Java 7 update 21 is part of Oracle’s scheduled Critical Patch Updates for the program and browser plug-in. Zero-day vulnerabilities discovered and exploited throughout the first two months of the year, however, forced almost monthly alerts and updates leading up to this week’s release.
Oracle recommends that users upgrade to the latest version of Java immediately citing a number of attacks in the wild targeting vulnerabilities that had not been patched until this week. A number of security experts, meanwhile, continue their calls to disable Java altogether, though many concede that this may be an issue for enterprises with home-grown applications that rely on Java.
Java 7u21 affects Java 7u17 and earlier, Java 6u43 and earlier and Java 5u41 and earlier, Oracle said. The company also added additional code-signing and warnings to users that an applet could be malicious. In a previous version, Oracle changed the default security setting from medium to high, a move meant to prevent unsigned Java Web applications from executing automatically. Users were warned before unsigned applets run, denying silent exploitation of a vulnerability, Oracle said.
Attackers, however, quickly found a way around the setting changes.
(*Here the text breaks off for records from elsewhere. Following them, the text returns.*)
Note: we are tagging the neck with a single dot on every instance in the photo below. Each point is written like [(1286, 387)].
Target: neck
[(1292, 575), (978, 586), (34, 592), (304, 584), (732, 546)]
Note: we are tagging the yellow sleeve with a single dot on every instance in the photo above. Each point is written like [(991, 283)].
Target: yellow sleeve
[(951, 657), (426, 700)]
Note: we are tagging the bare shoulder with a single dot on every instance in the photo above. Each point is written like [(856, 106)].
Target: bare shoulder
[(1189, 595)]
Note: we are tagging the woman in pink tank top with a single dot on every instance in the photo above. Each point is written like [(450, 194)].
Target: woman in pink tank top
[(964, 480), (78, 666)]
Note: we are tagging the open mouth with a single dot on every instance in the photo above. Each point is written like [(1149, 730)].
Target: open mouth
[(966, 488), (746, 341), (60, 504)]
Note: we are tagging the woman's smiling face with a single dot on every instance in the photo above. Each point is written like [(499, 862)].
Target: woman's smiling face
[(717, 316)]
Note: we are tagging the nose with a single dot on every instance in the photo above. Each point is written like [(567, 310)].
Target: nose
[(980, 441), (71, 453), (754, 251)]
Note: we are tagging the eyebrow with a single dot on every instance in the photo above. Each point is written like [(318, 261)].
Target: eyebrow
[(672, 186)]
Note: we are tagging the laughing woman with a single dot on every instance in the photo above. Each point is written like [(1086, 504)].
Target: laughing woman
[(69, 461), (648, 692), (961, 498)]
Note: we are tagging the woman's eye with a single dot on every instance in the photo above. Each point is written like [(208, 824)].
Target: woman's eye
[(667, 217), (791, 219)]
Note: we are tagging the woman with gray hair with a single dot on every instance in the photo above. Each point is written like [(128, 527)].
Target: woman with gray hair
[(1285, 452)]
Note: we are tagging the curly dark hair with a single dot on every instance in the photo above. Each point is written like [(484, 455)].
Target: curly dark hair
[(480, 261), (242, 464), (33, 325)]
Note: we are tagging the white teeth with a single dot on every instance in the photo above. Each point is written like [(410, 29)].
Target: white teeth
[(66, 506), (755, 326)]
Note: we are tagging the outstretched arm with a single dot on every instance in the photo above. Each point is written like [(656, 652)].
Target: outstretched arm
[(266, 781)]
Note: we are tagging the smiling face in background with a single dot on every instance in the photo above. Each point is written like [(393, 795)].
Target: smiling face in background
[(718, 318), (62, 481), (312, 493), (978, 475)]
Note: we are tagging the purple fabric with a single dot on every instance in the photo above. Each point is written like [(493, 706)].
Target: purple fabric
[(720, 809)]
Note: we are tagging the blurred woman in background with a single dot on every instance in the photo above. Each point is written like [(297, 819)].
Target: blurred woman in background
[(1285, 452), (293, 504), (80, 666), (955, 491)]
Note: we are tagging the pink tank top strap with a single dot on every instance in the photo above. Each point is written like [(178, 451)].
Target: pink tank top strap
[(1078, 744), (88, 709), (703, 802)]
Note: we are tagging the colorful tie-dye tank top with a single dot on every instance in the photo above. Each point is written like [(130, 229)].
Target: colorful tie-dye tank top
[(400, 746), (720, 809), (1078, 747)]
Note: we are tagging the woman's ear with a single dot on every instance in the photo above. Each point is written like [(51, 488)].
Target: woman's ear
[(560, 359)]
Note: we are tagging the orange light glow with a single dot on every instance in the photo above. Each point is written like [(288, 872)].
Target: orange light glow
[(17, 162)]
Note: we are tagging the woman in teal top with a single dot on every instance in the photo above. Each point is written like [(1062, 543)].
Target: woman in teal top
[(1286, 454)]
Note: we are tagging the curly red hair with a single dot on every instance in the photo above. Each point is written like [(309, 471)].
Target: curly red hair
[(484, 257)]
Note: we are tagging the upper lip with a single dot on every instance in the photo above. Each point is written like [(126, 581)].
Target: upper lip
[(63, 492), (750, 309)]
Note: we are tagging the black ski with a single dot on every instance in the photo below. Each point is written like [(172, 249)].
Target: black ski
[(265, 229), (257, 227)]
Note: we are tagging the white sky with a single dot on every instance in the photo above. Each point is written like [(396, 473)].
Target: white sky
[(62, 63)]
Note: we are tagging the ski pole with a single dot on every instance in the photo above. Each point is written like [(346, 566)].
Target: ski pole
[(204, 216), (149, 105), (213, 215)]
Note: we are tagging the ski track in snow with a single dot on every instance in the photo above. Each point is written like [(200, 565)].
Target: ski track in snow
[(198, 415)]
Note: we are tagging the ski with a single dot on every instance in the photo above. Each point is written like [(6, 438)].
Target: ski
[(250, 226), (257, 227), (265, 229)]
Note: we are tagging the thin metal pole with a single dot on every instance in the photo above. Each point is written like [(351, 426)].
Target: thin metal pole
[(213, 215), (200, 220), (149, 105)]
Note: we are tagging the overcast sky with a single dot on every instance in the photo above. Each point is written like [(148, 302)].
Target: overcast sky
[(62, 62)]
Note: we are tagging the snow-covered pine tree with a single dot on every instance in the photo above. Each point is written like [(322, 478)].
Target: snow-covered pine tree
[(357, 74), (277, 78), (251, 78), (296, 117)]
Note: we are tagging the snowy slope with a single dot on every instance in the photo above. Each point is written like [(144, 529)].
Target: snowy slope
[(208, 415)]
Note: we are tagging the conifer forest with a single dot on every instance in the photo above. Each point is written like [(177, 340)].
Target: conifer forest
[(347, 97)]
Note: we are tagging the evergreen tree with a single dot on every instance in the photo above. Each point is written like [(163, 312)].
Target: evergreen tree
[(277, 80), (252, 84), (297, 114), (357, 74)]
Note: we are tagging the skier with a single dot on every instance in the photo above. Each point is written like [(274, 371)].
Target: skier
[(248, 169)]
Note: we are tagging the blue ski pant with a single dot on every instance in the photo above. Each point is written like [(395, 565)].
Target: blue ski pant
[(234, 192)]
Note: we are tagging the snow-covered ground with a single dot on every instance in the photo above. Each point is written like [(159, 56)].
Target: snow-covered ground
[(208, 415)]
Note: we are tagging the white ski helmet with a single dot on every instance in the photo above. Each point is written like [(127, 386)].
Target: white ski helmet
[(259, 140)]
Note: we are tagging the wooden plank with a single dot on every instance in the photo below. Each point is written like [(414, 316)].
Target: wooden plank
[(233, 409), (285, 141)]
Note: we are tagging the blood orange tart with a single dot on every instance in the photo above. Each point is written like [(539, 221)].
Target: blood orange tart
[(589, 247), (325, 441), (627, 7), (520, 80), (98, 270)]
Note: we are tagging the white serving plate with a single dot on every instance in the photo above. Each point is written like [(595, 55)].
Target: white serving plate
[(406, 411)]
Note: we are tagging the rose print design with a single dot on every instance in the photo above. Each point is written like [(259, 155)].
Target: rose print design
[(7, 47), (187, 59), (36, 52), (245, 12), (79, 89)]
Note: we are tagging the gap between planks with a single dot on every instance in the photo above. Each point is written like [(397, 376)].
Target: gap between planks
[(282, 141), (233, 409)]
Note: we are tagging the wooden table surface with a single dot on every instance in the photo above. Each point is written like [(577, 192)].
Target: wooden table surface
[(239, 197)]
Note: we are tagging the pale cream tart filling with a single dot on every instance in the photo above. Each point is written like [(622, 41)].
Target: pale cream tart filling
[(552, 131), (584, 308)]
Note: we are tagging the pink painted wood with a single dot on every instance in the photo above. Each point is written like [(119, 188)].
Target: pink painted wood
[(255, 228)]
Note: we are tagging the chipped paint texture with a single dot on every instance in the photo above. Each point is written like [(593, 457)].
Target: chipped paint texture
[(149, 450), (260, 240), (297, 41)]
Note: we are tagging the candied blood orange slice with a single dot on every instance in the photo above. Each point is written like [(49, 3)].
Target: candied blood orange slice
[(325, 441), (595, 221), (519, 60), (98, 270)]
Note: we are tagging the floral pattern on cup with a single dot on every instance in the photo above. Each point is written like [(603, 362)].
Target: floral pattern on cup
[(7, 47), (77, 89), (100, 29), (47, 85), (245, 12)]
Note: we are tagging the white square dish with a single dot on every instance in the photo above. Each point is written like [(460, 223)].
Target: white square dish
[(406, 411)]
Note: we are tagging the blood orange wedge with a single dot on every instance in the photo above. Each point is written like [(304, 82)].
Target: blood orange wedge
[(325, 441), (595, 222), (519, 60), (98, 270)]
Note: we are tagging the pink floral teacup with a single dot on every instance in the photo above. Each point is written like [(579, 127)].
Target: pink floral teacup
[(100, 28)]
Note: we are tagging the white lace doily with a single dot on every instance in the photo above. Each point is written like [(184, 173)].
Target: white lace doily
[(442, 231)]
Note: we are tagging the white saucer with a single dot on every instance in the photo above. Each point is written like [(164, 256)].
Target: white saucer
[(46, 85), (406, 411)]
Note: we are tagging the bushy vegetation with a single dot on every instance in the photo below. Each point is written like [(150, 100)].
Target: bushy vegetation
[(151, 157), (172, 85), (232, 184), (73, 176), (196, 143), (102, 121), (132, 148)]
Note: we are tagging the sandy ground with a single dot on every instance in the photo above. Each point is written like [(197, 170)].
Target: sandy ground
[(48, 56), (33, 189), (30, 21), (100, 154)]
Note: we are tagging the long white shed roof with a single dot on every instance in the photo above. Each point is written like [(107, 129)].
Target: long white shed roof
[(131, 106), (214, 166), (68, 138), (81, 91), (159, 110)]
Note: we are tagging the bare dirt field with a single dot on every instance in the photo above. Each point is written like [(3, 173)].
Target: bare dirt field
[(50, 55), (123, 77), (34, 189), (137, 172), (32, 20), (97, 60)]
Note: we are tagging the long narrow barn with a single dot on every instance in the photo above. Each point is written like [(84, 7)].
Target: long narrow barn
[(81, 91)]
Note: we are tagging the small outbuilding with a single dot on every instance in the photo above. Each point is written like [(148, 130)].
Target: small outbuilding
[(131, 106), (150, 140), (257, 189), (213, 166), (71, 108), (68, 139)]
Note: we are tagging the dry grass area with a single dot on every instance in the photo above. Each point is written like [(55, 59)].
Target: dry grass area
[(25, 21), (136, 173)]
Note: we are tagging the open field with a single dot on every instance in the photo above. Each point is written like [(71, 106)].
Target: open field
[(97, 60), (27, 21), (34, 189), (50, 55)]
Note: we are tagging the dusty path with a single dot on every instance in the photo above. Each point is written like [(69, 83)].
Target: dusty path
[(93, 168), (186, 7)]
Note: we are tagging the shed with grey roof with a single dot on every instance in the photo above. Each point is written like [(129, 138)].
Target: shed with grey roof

Researchers discovered exploits in some of the popular exploit kits that not only spoofed the dialog box presented by Oracle to users for trusted applets but used a certificate signed with a stolen private key that had been revoked by certificate authority GoDaddy months before the attack was discovered.
In this week’s updates, applications using Java applets or Java Web Start that execute at runtime on the browser, for example, are required to sign code with a trusted certificate, Oracle said. All Java code will prompt the user, the Oracle advisory said.
“The type of dialog messages presented depends upon risk factors like, code signed or unsigned, code requesting elevated privileges, JRE is above or below the security baseline, etc.,” Oracle said. “Low risk scenarios present a very minimal dialog and include a checkbox to not display similar dialogs by the same vendor in the future. Higher risk scenarios, such as running unsigned jars, will require more user interaction given the increased risk.”
Oracle also removed the low security settings in the Java Control Panel; users will no longer be able to opt out of the security features built into Java.
“The platform will not deny the execution of Java applications, however in high-risk scenarios the user is provided an opportunity to abort execution if they choose,” Oracle said. “Future update releases may include additional changes to restrict unsafe behaviors like unsigned and self-signed applications.”
New user prompts from Oracle are color-coded with a blue information shield representing an application signed by a trusted certificate, while a yellow shield or triangle indicates either an untrusted or expired certificate. Red text accompanies such warnings in the dialog box telling the user that running the application in question could be a security risk.